Connecting with the audience emotionally, saying the right things and appearing in public were all more important than actual talent, said Rankin. "It's a hell of lot more than just dancing. It's about selling yourself and getting the public involved. It's an entertainment show after all.
"Rodney was brilliant at campaigning."
Epsom MP and Act party leader Hide was incommunicado in China last week, but managed to make the semifinals of last season's show despite being compared to a "dancing potato".
At every opportunity, Hide danced in shopping malls and airports, gave television and print interviews, distributed flyers and seemed to thrive on garnering the public sympathy vote after stinging criticism from the judges.

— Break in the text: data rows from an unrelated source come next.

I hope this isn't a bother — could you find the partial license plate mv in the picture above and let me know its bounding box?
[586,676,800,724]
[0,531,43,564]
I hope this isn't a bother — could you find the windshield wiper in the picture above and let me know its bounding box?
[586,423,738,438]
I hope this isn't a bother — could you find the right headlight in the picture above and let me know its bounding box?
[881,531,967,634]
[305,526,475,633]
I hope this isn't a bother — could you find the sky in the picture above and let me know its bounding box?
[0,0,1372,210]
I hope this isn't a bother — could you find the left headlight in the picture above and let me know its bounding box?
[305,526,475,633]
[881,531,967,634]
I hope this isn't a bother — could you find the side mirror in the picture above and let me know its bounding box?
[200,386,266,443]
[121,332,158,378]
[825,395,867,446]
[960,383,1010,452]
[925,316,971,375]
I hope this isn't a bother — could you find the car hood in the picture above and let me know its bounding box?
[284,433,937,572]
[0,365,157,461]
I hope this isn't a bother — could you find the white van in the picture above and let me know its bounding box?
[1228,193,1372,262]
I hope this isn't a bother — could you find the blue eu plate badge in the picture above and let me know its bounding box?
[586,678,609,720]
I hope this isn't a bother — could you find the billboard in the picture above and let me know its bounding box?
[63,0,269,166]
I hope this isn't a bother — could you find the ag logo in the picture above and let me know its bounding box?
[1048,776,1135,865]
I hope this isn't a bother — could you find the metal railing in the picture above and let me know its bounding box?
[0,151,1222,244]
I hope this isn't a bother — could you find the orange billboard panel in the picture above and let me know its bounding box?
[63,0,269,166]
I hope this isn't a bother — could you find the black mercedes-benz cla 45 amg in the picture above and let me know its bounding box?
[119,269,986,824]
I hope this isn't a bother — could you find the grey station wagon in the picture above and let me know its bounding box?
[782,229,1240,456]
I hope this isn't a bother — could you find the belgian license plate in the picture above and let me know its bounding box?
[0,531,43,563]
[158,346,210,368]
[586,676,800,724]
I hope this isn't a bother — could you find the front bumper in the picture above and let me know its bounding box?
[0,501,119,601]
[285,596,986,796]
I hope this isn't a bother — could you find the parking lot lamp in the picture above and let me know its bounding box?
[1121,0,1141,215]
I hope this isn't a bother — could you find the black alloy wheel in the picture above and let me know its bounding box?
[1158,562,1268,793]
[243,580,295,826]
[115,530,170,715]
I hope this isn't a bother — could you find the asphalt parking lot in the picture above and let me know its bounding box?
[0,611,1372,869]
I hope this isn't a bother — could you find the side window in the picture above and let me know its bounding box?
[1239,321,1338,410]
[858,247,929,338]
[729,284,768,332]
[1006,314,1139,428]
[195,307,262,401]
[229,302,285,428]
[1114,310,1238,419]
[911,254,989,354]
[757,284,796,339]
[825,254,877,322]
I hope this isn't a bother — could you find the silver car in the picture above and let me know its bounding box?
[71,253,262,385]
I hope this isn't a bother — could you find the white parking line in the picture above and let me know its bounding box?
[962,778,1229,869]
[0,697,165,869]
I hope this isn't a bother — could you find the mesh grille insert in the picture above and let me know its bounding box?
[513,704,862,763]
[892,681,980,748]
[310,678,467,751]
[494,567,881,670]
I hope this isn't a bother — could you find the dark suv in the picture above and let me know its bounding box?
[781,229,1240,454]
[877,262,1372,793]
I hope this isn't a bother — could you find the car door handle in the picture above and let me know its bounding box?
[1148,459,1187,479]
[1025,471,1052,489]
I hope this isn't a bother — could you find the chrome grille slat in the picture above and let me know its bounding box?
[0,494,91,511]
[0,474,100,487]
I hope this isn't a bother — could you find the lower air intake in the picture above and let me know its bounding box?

The show's publicist, Corey Cooper, said the stars had no publicity obligations other than fronting up to media after being eliminated on the Tuesday night show.
He didn't believe contestants such as Holmes or Laws had an unfair advantage by plugging themselves on radio shows and reckoned that votes were split 50/50 on people supporting their favourite celebrity and those who could dance.
"We encourage everyone to campaign as much as possible," said Cooper. "Obviously everyone has fans, but I don't know if what they do for their day job really does affect the voting. I wouldn't say that 99 per cent of NewstalkZB listeners would vote for Paul."
Cooper compared that with fellow contestant Suzanne Paul, who has a high profile as an infomercial queen, but does not have her own media platform to plug herself.
"But by golly, she is incredibly popular."